While COVID-19 has disrupted students’ education around the world, it has also provided an opportunity for significant change around how students are evaluated – a chance for ministries of education to rethink academic assessments and to implement new approaches.

In light of school closures, some countries have turned to online solutions to conduct examinations, such as Cambodia, Estonia and Myanmar, while others have used alternative approaches including prioritizing the curriculum or using standardized assessment. In the United Arab Emirates, a smart evaluation system leveraged artificial intelligence to automatically monitor assessments and prevent cheating without human intervention, saving costs.  While these assessment strategies have been implemented due to the COVID-19 crisis, will they continue in the post-COVID-19 era? The answer to this question remains unknown.

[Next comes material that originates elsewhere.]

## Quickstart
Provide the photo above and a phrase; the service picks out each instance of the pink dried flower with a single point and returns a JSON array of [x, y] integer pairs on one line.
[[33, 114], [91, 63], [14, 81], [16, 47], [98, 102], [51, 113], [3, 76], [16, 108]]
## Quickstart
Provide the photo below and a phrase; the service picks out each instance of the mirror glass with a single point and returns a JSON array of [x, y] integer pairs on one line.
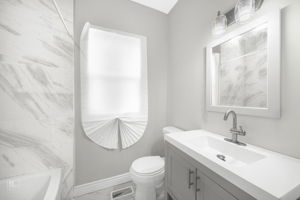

What is clear is that the pandemic has reinvigorated the discussion around formative assessment and the debate around high-stakes examinations. Participants from an online poll primarily agreed that the crisis will likely lead to more continuous assessment for final student evaluations.

Indeed, this new reality brings weight to the need for greater formative assessments. By continuously assessing students, it can help ensure qualifications are not lost, not only during a crisis but throughout a regular school year.

Now is the time to revaluate how students are evaluated and reflect on why we conduct assessments. Governments and ministries of education should keep these conversations at the forefront to ensure that post-COVID-19 education systems include assessment methods that are sustainable and beneficial to all learners.